Court Opinion

ID: 8039428
Source: CourtListenerOpinion
Date Created: 2022-09-09 03:25:00.680273+00
Date Added: 2024-06-11T16:37:16.293104
License: Public Domain

Chappell, J.,
concurring.
I do not question propositions of law discussed and relied upon in the dissenting opinion. However, I do deny that they are controlling under the particular facts, circumstances, and issues presented in this case.
In that connection it was stipulated by the parties that the Railway Company did operate the streetcar line between Council Bluffs, Iowa, and Omaháf Nebraska, under an agency or management contract with the Bridge Company from 1902 or thereabouts to September 15,1948, and has operated a motorbus line between Council Bluffs and Omaha under another such an agency or management contract since on or about September 15, 1948.
It was further stipulated that since on or after August 10, 1930, the streetcar lines ran as far as Twentieth Street in Omaha until conclusion of the streetcar lines’ operations on or about September 15, 1948, and that since *734September 25, 1948, when motorbus operation was begun by the Railway Company under its agency or management contract with the Bridge Company, the west terminus of the operation had been at Eighteenth Street.
Subsection 11, page 7, of the franchise granted by the city of Omaha to the Railway Company on August 14, 1928, provided: “The Consent given by this ordinance is limited to intra-city transportation exclusively, except that grantee is hereby authorized to operate suburban, interurban or interstate electric or motor bus passenger transportation lines owned, leased or legally operated by grantee, by connecting same with its city lines or entering the city over the tracks or along the routes of grantee, for interurban transportation exclusively, and to be operated subject to all of the provisions of this ordinance and the legal requirements of Nebraska Statutes.” Thereby it appears to me that the aforesaid agency or management contract was authenticated by the people of the city of Omaha.
In that connection also, the temporary permits, or authority issued to Transit Company and the Bridge Company by the Interstate Commerce Commission, were not identical.
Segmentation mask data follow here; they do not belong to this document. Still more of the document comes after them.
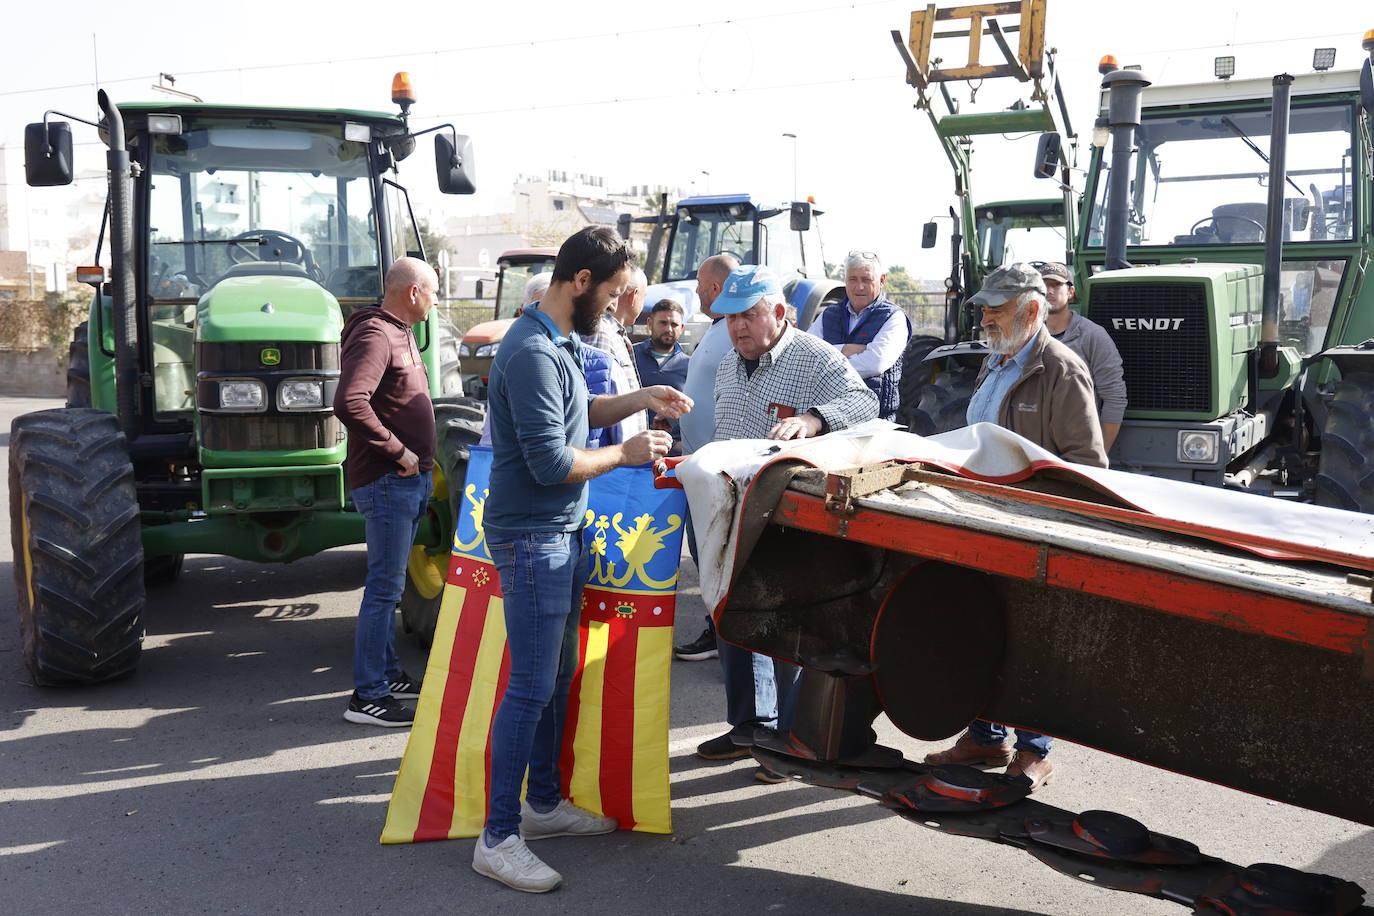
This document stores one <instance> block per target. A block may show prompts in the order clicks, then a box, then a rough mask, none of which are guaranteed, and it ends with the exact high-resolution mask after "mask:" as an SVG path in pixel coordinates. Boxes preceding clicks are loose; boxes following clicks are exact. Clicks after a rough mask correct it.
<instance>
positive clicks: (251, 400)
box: [220, 379, 267, 411]
mask: <svg viewBox="0 0 1374 916" xmlns="http://www.w3.org/2000/svg"><path fill="white" fill-rule="evenodd" d="M220 409H221V411H265V409H267V386H264V385H262V383H261V382H253V380H242V379H239V380H234V382H220Z"/></svg>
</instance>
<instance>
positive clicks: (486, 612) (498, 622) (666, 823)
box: [382, 448, 686, 843]
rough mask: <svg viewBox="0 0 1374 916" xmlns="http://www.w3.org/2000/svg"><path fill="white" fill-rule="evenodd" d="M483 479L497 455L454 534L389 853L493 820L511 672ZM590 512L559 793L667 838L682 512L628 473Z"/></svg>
mask: <svg viewBox="0 0 1374 916" xmlns="http://www.w3.org/2000/svg"><path fill="white" fill-rule="evenodd" d="M489 471H491V452H489V450H488V449H480V448H474V449H473V453H471V460H470V463H469V471H467V482H466V485H464V496H466V500H467V503H469V505H470V511H467V512H463V514H462V516H460V520H459V525H458V530H456V531H455V536H453V553H452V559H451V562H449V571H448V584H447V586H445V589H444V599H442V603H441V608H440V618H438V626H437V629H436V633H434V644H433V647H431V650H430V658H429V665H427V666H426V672H425V687H423V689H422V692H420V700H419V705H418V707H416V714H415V725H414V726H412V729H411V737H409V743H408V744H407V747H405V755H404V758H403V759H401V769H400V773H398V775H397V777H396V787H394V788H393V792H392V803H390V806H389V809H387V816H386V825H385V828H383V831H382V842H383V843H409V842H422V840H427V839H449V838H458V836H475V835H477V834H478V832H481V829H482V825H484V824H485V821H486V787H488V784H489V780H491V725H492V717H493V715H495V713H496V707H497V706H499V705H500V699H502V695H503V694H504V691H506V680H507V677H508V674H510V654H508V651H507V645H506V617H504V602H503V600H502V595H500V581H499V577H497V574H496V569H495V567H493V566H492V563H491V559H489V556H488V555H486V544H485V541H484V538H482V530H481V516H482V507H484V505H485V496H486V481H488V478H489ZM588 503H589V507H591V508H589V511H588V520H589V525H588V527H587V530H585V537H587V541H588V548H589V551H591V560H592V562H591V567H592V569H591V582H589V585H588V586H587V589H585V591H584V593H583V608H581V621H580V626H578V637H580V640H578V641H580V645H578V666H577V672H576V674H574V676H573V685H572V692H570V696H569V709H567V720H566V728H565V732H563V748H562V759H561V769H562V776H563V790H565V794H566V795H567V797H569V798H572V801H573V802H574V803H577V805H580V806H583V808H587V809H589V810H595V812H599V813H605V814H609V816H610V817H614V818H616V820H618V821H620V824H621V827H622V828H628V829H639V831H647V832H665V834H666V832H671V831H672V812H671V806H669V790H668V696H669V665H671V661H672V623H673V606H675V595H676V588H677V564H679V559H680V553H682V523H683V519H684V516H686V500H684V499H683V493H682V492H680V490H655V489H653V474H651V471H649V470H647V468H620V470H617V471H613V472H611V474H609V475H605V477H602V478H596V479H595V481H592V486H591V492H589V494H588ZM627 518H629V519H632V520H631V523H629V525H628V526H627V525H624V523H622V522H624V520H625V519H627ZM616 536H618V537H616ZM613 537H614V541H613V540H611V538H613ZM613 558H618V560H617V559H613Z"/></svg>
The Bridge Company’s permit, by appendix dated September 14, 1948, specifically provided: “Applicant is hereby authorized to enter into an agency or management agreement with the Omaha & Council Bluffs Street Railway Company, MC 57037 Sub 1 TA, during- the'«'continuance of this temporary authority, provided, however, that the service - authorized by the order of which this is a part and all operations performed in the rendition of such service shall be in the name of applicant arid applicant shall assume full responsibility therefor, both to the patrons of such service and to the general public.” It thus authenticated the aforesaid agency or management agreement.
As I view it, under such circumstances, the classification made by the ordinances here involved was not unreasonable, arbitrary, or unlawful, because there were *735but two companies involved and they were clearly not in identical situations. The Bridge Company had, by permission of the city, continuously operated over the very streets here involved for almost a quarter of a century before Transit Company attempted, without permission of the city, to intrude its lines over the same route.
The jurisdiction of the Nebraska State Railway Commission is not involved in any manner. Transit Company has never attempted to invoke it and seek any relief in that forum. In that connection, it was stated in Furstenberg v. Omaha & C. B. St. Ry. Co., 132 Neb. 562, 272 N. W. 756: “We must not permit a confusion between the jurisdiction of the city and the railway commission. There is a clear distinction between powers of a city to grant or withhold franchises, licenses or permits to use its streets, police power, and the exclusive constitutional power of the railway commission to impose regulation and control over the city’s common carriers.”
The effect of the ordinances involved was to simply deny Transit Company permission to duplicate bus service upon certain city streets. Under the circumstances, I am convinced that the city had such jurisdiction and authority.